I tried adding the new FQDN to the storage node host file as shown below and still no success.
192.168.170.18 r14-cephstorage-0.oss.labs r14-cephstorage-0.storagemgmt.oss.labs
I checked the salt minions in /etc/salt/pki/master/minions_pre directory as shown below:
-rw-r--r--. 1 root root 451 Mar 21 17:39 r14-cephstorage-0.oss.labs
The filename does not include the string "storagemgmt".
Nor does the storage node return the string when "hostname --fqdn" from the command line:
$ hostname --fqdn
I am not sure how the code is getting this information.
@John: Is r14-cephstorage-0.storagemgmt.oss.labs a FQDN for a cluster network NIC? If yes then the build should really help, here. We mistakingly resolved cluster address instead of public address in calamari and that might explain why you are seeing these mixed-up FQDNs.
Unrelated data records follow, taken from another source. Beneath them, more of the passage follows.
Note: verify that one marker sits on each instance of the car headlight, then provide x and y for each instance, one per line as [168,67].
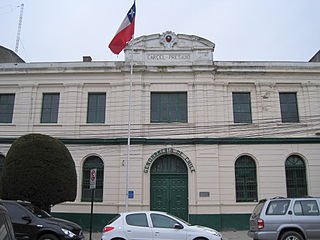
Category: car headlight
[68,233]
[213,232]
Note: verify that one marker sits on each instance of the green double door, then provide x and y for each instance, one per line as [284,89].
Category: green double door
[169,186]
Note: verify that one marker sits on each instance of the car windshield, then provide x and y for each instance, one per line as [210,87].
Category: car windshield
[36,211]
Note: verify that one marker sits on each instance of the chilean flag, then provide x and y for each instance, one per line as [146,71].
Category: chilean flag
[125,32]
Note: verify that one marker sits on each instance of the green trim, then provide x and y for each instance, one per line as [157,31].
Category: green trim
[180,141]
[215,221]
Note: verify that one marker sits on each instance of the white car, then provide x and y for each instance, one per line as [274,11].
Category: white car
[150,225]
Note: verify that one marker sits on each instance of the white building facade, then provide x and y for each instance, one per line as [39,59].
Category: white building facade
[208,138]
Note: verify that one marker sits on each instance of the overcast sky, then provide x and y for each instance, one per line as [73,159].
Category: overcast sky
[66,30]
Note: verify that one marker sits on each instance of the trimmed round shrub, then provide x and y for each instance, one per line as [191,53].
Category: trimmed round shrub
[39,169]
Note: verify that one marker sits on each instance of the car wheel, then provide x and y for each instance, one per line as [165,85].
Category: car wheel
[291,235]
[48,237]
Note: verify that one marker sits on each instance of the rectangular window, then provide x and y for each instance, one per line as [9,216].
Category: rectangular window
[289,107]
[96,107]
[169,107]
[6,107]
[50,107]
[241,107]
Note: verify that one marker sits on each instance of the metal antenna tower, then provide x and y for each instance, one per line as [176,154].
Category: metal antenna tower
[19,28]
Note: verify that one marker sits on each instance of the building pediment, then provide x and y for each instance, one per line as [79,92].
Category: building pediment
[169,48]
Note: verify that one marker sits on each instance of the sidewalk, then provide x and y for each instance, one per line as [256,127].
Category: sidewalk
[230,235]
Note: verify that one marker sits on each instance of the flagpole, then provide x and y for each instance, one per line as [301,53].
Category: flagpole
[129,128]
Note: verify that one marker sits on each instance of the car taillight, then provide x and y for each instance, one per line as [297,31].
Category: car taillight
[107,229]
[260,223]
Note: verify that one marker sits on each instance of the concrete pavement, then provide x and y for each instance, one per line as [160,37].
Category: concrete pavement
[227,235]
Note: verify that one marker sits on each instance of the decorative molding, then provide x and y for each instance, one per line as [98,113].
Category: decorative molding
[168,151]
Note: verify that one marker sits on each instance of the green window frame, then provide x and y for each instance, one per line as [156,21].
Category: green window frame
[246,179]
[92,162]
[241,107]
[289,107]
[50,107]
[6,107]
[167,107]
[96,108]
[2,158]
[296,177]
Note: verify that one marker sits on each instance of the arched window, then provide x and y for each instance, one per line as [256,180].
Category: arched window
[1,164]
[296,177]
[246,179]
[92,162]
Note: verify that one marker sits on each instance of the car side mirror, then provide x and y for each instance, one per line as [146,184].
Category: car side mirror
[27,218]
[178,226]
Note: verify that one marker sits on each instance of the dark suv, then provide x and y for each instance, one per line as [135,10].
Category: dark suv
[286,219]
[31,223]
[6,230]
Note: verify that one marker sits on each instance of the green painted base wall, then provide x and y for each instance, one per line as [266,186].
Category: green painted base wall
[216,221]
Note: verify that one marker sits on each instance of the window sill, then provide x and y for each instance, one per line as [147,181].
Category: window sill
[8,124]
[94,124]
[48,125]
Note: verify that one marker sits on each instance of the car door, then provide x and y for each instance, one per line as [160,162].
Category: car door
[307,215]
[166,228]
[136,227]
[21,219]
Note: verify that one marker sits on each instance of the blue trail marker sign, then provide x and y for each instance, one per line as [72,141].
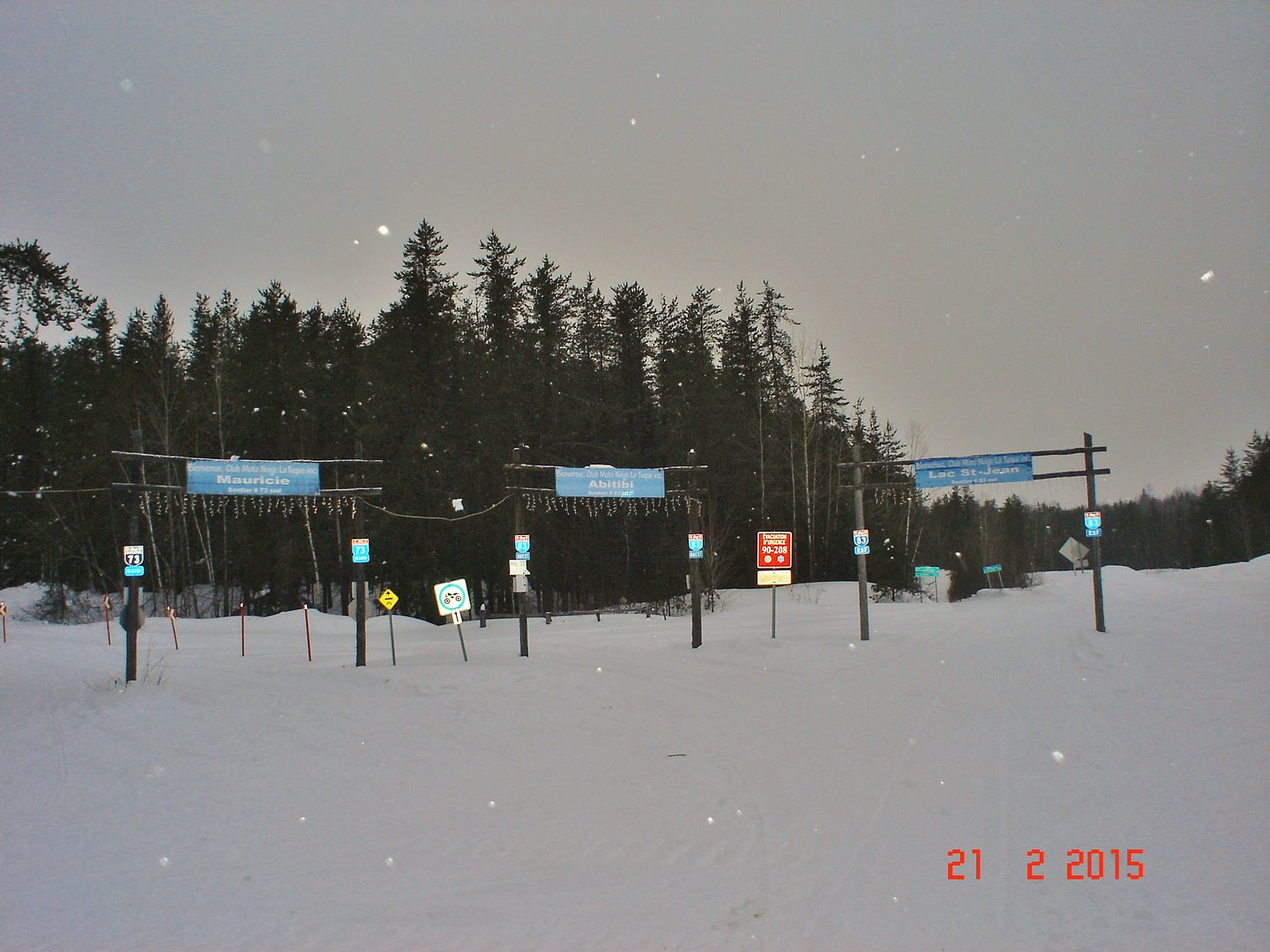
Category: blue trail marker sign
[1093,524]
[943,471]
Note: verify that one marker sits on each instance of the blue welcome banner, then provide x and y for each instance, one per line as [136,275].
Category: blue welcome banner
[972,470]
[251,478]
[609,482]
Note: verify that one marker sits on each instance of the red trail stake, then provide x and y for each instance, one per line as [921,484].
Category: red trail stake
[172,617]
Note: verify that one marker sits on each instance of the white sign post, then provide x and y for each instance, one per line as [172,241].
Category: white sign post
[452,599]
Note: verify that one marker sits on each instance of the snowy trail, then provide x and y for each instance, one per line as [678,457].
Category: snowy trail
[619,791]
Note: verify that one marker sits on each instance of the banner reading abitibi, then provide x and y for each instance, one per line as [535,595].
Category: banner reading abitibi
[251,478]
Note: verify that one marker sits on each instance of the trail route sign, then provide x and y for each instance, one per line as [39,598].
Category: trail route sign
[696,545]
[1074,553]
[972,470]
[452,597]
[775,550]
[133,562]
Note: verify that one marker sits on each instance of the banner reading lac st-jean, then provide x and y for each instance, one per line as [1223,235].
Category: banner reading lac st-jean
[251,478]
[972,470]
[609,482]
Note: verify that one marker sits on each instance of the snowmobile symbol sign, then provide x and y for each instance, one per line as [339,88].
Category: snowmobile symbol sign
[133,562]
[452,597]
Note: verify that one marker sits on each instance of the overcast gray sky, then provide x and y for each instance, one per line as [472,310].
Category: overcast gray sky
[995,215]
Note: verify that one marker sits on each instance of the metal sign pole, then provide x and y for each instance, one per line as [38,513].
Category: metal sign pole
[862,562]
[1091,493]
[521,597]
[459,625]
[132,611]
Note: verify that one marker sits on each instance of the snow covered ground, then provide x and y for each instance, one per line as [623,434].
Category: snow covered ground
[620,791]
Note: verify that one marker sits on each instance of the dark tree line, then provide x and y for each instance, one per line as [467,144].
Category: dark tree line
[441,385]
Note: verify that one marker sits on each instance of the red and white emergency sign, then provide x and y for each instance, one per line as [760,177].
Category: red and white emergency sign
[775,550]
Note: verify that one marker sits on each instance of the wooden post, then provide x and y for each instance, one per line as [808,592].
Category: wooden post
[862,562]
[519,597]
[695,564]
[1093,498]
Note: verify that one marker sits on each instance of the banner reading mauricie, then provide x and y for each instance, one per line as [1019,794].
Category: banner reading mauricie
[609,482]
[251,478]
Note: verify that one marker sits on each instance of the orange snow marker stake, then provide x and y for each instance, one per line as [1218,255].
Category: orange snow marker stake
[172,617]
[308,640]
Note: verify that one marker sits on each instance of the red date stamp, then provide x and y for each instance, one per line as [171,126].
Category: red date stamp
[1081,865]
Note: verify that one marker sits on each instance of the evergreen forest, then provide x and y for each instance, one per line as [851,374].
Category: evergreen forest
[441,386]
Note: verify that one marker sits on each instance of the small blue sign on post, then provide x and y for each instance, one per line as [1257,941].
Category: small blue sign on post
[696,545]
[943,471]
[251,478]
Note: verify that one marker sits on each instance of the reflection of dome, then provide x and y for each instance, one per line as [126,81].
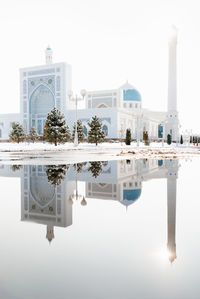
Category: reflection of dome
[41,191]
[130,196]
[130,93]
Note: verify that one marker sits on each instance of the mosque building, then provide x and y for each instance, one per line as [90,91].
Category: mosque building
[47,86]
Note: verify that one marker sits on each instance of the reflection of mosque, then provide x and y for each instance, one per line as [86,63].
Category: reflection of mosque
[49,203]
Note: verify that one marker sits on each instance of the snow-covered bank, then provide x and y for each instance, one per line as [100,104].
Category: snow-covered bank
[43,153]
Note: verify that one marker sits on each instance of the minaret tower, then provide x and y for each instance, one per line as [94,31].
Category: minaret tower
[50,233]
[172,123]
[48,54]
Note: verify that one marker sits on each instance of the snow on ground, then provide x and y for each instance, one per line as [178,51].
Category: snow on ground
[44,153]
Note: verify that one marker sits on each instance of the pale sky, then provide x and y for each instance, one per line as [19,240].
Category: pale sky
[107,42]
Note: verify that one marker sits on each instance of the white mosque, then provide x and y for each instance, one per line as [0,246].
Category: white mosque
[47,86]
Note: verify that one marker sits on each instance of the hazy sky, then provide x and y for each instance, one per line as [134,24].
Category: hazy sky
[107,42]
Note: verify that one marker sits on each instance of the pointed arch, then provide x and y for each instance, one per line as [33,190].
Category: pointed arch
[41,100]
[102,105]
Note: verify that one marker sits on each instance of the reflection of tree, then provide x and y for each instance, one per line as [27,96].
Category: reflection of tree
[56,173]
[95,168]
[16,167]
[78,167]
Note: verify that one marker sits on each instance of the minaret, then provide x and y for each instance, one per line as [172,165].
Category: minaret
[171,208]
[50,233]
[48,54]
[172,114]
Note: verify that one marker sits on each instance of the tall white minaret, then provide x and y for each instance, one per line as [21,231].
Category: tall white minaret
[172,123]
[48,55]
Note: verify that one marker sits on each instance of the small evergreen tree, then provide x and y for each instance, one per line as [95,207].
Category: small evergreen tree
[169,139]
[78,167]
[33,135]
[81,135]
[56,174]
[95,168]
[146,138]
[17,133]
[128,137]
[96,134]
[56,130]
[16,167]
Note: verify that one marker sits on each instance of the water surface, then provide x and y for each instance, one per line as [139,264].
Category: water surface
[116,229]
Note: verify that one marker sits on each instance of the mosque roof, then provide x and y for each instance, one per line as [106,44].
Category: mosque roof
[130,196]
[130,93]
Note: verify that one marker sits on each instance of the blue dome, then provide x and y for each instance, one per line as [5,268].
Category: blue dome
[130,196]
[130,93]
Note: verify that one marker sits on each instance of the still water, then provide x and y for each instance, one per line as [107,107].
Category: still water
[116,229]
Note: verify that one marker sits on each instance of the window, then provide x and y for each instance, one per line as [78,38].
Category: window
[85,130]
[24,86]
[58,83]
[105,129]
[102,106]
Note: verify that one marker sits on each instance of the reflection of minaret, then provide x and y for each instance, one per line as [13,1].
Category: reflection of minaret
[171,210]
[50,233]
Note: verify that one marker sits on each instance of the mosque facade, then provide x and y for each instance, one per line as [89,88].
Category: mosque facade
[47,86]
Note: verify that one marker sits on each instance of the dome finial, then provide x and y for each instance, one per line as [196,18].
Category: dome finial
[48,54]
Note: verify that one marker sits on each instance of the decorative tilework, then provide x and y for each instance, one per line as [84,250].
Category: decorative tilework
[41,72]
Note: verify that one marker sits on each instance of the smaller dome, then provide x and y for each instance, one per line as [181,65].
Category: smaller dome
[130,93]
[48,48]
[130,196]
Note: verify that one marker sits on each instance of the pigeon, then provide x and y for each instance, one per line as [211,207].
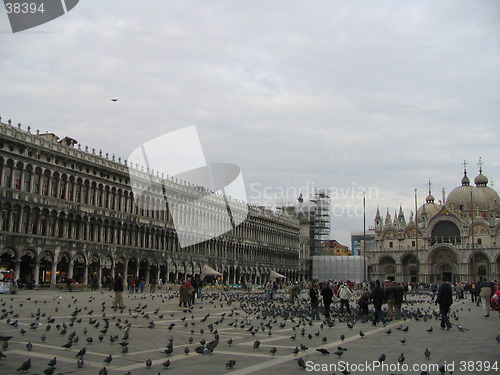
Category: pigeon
[81,353]
[52,362]
[301,363]
[25,366]
[427,353]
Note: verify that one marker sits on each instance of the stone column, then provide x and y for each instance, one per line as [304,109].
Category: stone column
[70,268]
[36,272]
[86,274]
[53,271]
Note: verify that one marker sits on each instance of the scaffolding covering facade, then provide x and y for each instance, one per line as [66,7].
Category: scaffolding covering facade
[321,220]
[337,268]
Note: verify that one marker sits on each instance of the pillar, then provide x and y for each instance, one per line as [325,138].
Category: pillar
[36,274]
[70,268]
[86,274]
[53,272]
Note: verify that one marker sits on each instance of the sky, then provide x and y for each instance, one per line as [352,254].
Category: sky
[353,96]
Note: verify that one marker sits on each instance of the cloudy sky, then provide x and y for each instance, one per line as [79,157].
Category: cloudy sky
[349,95]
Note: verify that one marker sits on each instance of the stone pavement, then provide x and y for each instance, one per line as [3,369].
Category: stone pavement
[470,352]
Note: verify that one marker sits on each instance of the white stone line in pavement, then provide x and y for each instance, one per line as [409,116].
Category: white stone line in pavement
[59,358]
[276,361]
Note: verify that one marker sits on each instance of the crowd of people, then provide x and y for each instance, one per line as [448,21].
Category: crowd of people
[388,297]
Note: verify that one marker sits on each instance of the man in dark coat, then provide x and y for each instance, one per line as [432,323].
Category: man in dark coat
[445,299]
[327,294]
[118,288]
[378,296]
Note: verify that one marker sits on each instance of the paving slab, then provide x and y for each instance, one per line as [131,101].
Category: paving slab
[55,315]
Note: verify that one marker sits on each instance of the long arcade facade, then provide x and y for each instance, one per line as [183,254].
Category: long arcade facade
[68,212]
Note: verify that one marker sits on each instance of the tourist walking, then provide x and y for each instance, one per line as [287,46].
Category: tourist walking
[345,293]
[183,295]
[327,294]
[118,288]
[485,290]
[378,296]
[314,295]
[445,299]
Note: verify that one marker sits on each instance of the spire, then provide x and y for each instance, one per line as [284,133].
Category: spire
[430,198]
[388,218]
[465,179]
[481,179]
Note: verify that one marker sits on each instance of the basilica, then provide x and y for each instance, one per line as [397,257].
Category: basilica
[457,238]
btw: Even if it is not the FQDN of the cluster network NIC then the build might still help as it contains few more name resolving fixes.
Yes, It is the FQDN for the cluster network NIC. I have tested a TEST version calamari-server-1.5.4-0.2.TEST.bz1434608.b57245a.el7cp.x86_64 package and it resolves this issue. See BZ-1434874, which is probably a duplic at of this issue.
saved too early. "duplic at" duplicate"
John Willams, thanks for confirming that test package fixes your issue. We're tracking a rebase to calamari v1.5.5 in bz 1430104, which is going through QE now.
If you don't mind, I'm going to close this BZ as a dup of 1430104 so we have a single place to track this issue.
*** This bug has been marked as a duplicate of bug 1430104 ***
When do you expect the patches to be pushed to CDN?
I wanted to close this as a duplicate myself but then I remembered that this bugzilla discusses two issues (the more pressing one with the OSDs and the original one with MONs).
The one with OSDs is fixed by bug 1430104. The other one might have been fixed by some other commit as there have been several commits trying to fix name resolving issues in Calamari recently (all of them are in the v1.5.5 package).
Do you still need to apply the workaround for patching /etc/hosts file? If so, maybe we should re-open for that issue.
>Do you still need to apply the workaround for patching /etc/hosts file? If >so, maybe we should re-open for that issue.
I'm not sure. Let me look into it first and I'll report back here.